Il convient alors de se demander : en quoi la pensée de l’ennemi telle que développée par C. Schmitt reste-elle pertinente pour penser les évolutions actuelles des relations internationales ?

Si la relation d’inimitié est ce qui prévaut encore dans les relations internationales (I), il est indéniable que la conception de l’ennemi a subi des bouleversements, dont le passage d’un justus hostis à un ennemi illégitime semble être le trait majeur (II).

La prévalence encore incontestable de la relation d’inimitié

Il s’agit ici de montrer que la relation d’inimitié reste le trait structurant prioritairement les relations entre les États en établissant la nécessaire existence de relations d’inimitiés ainsi que l’impuissance du discours libéral à dépasser cette réalité.

I. La nécessaire existence de relations d’inimitiés

“Avoir des ennemis n’est pas un luxe, c’est nécessité” écrivait P. Morand, nous entendrons ici montrer que l’actualité permet de comprendre cette acception de deux manière, d’une part comme une relation nécessaire au gouvernement des États (1) puis d’autre part comme une nécessité logique s’imposant aux États en dépit de leur volonté (2).

Une nécessité pratique voulue par les États 

“ L’ennemi nous fédère et l’Église l’avait bien compris qui, sur le dos des Turcs, ne forgera rien de moins que l’Occident chrétien », ainsi Jean Gagnepain rappelait dans Du vouloir dire la nécessité de l’opposition en tant que principe organisateur de la société, à savoir comme élément nécessaire à la cohésion sociale de toute collectivité politique. 

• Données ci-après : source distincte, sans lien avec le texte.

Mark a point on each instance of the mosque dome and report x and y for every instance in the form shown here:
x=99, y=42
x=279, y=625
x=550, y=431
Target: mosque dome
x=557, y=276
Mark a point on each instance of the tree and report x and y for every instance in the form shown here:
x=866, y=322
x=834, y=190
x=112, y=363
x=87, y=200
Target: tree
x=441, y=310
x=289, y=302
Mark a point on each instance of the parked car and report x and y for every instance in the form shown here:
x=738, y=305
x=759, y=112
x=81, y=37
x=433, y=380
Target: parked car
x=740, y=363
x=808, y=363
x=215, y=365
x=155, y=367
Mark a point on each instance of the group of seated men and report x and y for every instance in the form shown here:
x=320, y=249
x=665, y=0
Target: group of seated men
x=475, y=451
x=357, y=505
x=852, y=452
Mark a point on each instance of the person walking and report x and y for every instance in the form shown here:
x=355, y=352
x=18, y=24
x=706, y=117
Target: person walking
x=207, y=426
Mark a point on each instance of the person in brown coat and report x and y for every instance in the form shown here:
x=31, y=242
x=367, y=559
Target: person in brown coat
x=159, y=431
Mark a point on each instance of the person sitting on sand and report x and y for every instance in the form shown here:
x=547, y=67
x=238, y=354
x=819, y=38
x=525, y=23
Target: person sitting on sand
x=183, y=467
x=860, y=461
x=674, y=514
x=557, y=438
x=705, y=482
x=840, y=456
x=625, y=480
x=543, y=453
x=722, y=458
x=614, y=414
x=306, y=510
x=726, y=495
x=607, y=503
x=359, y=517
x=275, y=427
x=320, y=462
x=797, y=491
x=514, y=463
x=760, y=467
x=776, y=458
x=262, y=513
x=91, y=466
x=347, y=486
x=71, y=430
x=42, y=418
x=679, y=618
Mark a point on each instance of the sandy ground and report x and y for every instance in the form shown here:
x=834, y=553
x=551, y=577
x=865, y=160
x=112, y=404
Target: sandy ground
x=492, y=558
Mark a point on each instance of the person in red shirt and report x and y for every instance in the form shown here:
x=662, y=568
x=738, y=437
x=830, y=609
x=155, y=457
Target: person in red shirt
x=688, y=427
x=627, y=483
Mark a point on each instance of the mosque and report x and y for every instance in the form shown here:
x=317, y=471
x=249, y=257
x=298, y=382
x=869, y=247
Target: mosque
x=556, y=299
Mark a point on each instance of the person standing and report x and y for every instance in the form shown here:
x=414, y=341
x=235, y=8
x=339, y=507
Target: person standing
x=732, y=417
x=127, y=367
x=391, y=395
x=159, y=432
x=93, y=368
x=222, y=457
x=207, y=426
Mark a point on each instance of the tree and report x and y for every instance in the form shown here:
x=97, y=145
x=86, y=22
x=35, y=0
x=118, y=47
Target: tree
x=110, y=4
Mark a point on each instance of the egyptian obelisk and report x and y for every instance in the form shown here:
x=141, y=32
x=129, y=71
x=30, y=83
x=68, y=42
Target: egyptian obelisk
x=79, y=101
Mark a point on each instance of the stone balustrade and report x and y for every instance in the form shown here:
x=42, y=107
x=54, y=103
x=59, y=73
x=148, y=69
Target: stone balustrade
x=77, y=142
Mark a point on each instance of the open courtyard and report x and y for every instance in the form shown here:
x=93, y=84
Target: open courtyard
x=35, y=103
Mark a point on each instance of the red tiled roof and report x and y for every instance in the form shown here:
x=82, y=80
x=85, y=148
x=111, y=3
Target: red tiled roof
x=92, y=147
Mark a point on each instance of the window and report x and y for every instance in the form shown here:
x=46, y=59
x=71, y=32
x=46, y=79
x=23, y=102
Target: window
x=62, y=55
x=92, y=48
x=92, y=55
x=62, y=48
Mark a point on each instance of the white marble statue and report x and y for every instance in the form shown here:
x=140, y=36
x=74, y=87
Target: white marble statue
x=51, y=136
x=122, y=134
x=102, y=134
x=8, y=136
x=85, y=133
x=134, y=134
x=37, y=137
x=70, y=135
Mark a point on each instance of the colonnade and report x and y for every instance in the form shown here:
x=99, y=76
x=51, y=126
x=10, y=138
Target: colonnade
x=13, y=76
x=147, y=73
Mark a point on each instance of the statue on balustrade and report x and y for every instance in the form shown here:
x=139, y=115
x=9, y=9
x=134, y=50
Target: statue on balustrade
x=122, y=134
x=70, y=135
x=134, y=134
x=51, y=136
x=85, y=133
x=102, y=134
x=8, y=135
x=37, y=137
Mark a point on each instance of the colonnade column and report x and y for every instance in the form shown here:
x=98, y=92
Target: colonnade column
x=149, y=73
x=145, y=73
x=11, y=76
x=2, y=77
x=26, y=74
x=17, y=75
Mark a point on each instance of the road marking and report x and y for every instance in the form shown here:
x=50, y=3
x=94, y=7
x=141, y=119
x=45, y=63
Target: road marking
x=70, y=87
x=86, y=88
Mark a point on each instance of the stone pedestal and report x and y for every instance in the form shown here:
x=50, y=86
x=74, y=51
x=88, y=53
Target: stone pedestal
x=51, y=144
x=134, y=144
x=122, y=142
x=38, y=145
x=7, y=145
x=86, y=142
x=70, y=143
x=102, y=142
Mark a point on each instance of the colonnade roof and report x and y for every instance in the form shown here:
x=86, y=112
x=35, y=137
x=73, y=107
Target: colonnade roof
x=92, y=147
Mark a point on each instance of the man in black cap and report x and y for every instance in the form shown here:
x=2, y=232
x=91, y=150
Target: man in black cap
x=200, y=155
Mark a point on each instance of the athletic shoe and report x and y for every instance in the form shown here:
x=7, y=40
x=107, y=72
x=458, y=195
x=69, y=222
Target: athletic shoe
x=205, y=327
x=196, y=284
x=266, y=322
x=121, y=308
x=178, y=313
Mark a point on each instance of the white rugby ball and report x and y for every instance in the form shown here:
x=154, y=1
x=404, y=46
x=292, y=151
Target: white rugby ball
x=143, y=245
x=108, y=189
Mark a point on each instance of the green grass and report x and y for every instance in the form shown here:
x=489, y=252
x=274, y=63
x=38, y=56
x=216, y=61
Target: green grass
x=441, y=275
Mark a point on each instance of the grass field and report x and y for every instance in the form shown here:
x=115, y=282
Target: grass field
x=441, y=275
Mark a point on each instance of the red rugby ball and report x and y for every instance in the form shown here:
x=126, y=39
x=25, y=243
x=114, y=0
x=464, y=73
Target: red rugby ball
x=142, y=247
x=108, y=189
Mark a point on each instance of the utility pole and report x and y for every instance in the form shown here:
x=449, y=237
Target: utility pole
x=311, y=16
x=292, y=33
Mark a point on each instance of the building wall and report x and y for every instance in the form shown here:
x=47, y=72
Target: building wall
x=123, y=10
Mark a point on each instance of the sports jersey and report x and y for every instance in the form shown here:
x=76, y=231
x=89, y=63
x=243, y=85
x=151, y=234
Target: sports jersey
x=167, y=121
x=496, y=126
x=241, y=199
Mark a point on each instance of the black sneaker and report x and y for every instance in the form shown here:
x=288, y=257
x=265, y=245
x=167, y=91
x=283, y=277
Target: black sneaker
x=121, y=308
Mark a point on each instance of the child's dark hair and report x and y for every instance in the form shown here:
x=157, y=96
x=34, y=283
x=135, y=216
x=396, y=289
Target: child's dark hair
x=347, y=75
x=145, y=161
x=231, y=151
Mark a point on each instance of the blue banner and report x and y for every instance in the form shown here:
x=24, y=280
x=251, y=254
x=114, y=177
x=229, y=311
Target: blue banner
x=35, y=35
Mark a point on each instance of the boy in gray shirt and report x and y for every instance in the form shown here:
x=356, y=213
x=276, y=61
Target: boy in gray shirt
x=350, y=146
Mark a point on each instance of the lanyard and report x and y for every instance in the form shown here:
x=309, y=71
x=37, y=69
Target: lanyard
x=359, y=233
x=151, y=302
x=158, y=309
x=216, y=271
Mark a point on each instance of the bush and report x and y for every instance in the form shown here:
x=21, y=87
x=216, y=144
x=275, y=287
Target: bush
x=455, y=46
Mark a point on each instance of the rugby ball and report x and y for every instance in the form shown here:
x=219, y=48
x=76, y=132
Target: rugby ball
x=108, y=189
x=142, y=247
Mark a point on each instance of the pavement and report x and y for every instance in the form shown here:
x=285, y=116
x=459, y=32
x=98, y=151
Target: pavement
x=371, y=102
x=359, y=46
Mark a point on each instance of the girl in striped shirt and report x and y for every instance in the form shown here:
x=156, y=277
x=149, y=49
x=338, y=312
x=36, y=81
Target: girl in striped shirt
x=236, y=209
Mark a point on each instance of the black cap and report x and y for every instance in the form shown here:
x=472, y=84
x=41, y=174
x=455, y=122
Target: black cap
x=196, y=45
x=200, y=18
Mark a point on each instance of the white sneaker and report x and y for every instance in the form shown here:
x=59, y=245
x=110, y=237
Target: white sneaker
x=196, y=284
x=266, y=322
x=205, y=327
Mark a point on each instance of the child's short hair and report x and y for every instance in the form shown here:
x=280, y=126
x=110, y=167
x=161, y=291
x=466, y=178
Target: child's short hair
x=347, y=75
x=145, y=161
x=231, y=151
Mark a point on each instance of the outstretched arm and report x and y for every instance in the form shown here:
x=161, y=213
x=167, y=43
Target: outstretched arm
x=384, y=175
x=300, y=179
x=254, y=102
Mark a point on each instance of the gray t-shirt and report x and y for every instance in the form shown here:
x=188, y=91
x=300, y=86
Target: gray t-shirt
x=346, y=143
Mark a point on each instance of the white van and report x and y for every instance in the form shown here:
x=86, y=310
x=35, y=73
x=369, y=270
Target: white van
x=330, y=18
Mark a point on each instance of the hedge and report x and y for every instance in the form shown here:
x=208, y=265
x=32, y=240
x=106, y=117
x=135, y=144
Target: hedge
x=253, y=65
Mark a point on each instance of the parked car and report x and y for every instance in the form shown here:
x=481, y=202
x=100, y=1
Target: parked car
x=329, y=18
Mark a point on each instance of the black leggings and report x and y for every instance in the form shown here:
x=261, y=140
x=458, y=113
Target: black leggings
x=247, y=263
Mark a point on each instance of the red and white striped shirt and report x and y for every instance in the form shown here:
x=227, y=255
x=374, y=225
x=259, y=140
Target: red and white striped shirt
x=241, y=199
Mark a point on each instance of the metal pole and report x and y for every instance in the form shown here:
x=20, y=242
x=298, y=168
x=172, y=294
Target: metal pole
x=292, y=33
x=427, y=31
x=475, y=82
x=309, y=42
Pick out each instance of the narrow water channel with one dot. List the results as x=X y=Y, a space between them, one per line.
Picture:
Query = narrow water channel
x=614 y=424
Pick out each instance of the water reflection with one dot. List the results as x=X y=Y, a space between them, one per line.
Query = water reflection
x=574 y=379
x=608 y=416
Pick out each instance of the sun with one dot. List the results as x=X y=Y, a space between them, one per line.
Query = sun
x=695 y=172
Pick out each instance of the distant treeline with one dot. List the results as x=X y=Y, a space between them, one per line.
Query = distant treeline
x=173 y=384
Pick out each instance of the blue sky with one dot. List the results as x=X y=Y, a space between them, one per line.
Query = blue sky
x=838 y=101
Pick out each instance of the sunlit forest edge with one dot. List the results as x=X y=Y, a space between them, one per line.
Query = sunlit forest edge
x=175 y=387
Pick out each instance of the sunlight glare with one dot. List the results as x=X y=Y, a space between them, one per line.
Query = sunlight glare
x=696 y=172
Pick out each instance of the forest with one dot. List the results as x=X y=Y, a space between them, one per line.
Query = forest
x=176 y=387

Plus profondément, C. Schmitt développe une pensée politique des limites dans laquelle l’entité politique révèle pleinement son existence par la désignation de l’ennemi. C’est en tant qu’une communauté est dotée d’une forme propre d’existence, qu’elle représente une communauté existentielle d’intérêts et d’action, que lui revient le pouvoir de décider si l’altérité, induite par la reconnaissance d’une autre collectivité semblable, représente une menace pour sa perpétuation. La décision de désigner l’ennemi (ou symétriquement l’ami), qui échoit depuis les Temps modernes à l’État, est ainsi selon Schmitt l’acte souverain par excellence, celui qui trace une limite entre les collectivités politiques et entérine leur unité. Ainsi, la collectivité n’est unité politique que dès lors que l’ennemi reste extérieur, c’est-à-dire que l’ennemi est le même pour tous et que ne peut être nommée qu’une autre collectivité. Si les antagonismes internes existent, de telles relations ne sont pas des relations d’inimitié au sens que revêt ici le terme, à moins que la collectivité soit déchirée par une guerre civile (situation qui ne peut alors être que temporaire, donnant lieu soit à deux entités distinctes et chacune sans ennemi intérieur, soit qu’une partie soumette l’autre). L’ennemi est commun à la collectivité, et “ne saurait être qu’un ennemi public, parce que tout ce qui est relatif à une collectivité, et particulièrement à un peuple tout entier, devient de ce fait affaire publique” écrit ainsi Schmitt. Désigner l’ennemi est ainsi l’acte existentiel par excellence de l’entité politique. 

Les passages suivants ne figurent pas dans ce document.